Como se sai deste ciclo vicioso?
Produção local. Produzir onde está o cliente. É isso que a HH2, a empresa da qual sou acionista, está a fazer na Alemanha.

Por isso vemos muitos projetos de produção associados a indústrias que precisam de descarbonizar a sua produção. Mas há também transportes?
Há o mercado da amónia e do hidrogénio cinzento que já estão preenchidos. Já o hidrogénio verde, a amónia verde o metanol — que não são baratos — é difícil colocá-los no mercado. Mas está a surgir um novo mercado no setor dos transportes. E não temos ainda produção de hidrogénio verde para camiões, mas há procura e está a puxar pelo mercado na Alemanha. Há um projeto europeu de garantir uma rede de abastecimento de hidrogénio verde para esta frota, mas a maior parte da procura está na Alemanha.

"O custo de ter hidrogénio depende muito do transporte e quando este não existe... não há ofertas. É um problema do ovo e da galinha. É certo que posso começar a produzir e transportar, mas não consigo um compromisso de compra por causa do preço. É uma espécie de jogo do espera". A solução é a "produção local" (produzir onde está o cliente). 
Andreas Schierenbeck, co-fundador e administrador da HH2E

A vossa empresa está centrada na Alemanha, mas veio a Portugal (participar na Web Summit). Podem estar interessados em investir em Portugal?
Já existem grandes empresas em Portugal e Espanha — EDP, Iberdrola, Acciona — que estão a investir em energias renováveis. E todas querem ir para o hidrogénio verde. Estamos à procura de parceiros fortes em todo o lado. Algumas destas empresas estão presentes na Alemanha. Nós também trazemos algo para a mesa como a experiência, a tecnologia e projetos que podem ser transferidos para Portugal e Espanha. Mas como uma empresa alemã não iríamos sozinhos para estes países. Podemos entrar como parceiros tecnológicos. Quando entramos num país precisamos de um parceiro local porque a energia é sempre política.

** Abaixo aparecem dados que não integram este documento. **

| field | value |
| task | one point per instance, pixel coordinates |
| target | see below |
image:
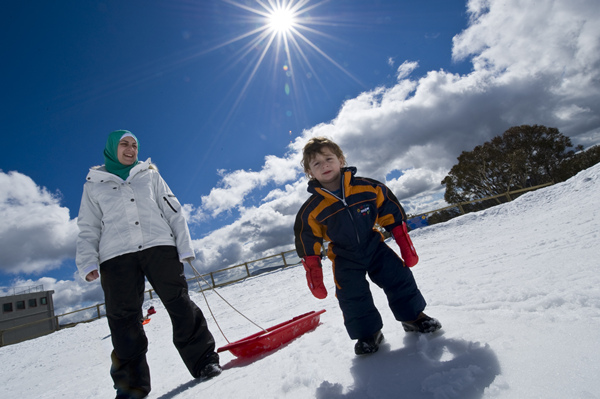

É dos que defendem que esta crise de energia vai atrasar a transição ou acelerar?
Sou sempre um otimista. Quando temos uma situação difícil, temos de tirar o máximo partido quando não podemos mudar as coisas. Acho que a transição para sustentabilidade e para o hidrogénio verde começou há anos. Mas está a acelerar com esta situação que está a revelar os seus trunfos como é o caso de segurança de abastecimento (para produzir hidrogénio verde basta eletricidade renovável barata). Toda a gente sabia que este risco (da Rússia ou de outros fornecedores) existia, mas ninguém estava preocupado. Esta situação mostrou-nos uma fraqueza que temos de ultrapassar e acho que é um empurrão para as renováveis e para nos afastarmos dos combustíveis fósseis. O hidrogénio verde tem outras vantagens como ajudar as redes a lidar com a volatilidade. A produção elétrica renovável, quando é gerada em excesso, pode perder-se, mas podemos absorver o excesso, produzindo hidrogénio verde. Os eletrões não podem ser guardados, mas as moléculas de hidrogénio podem ser guardadas tal como o gás natural.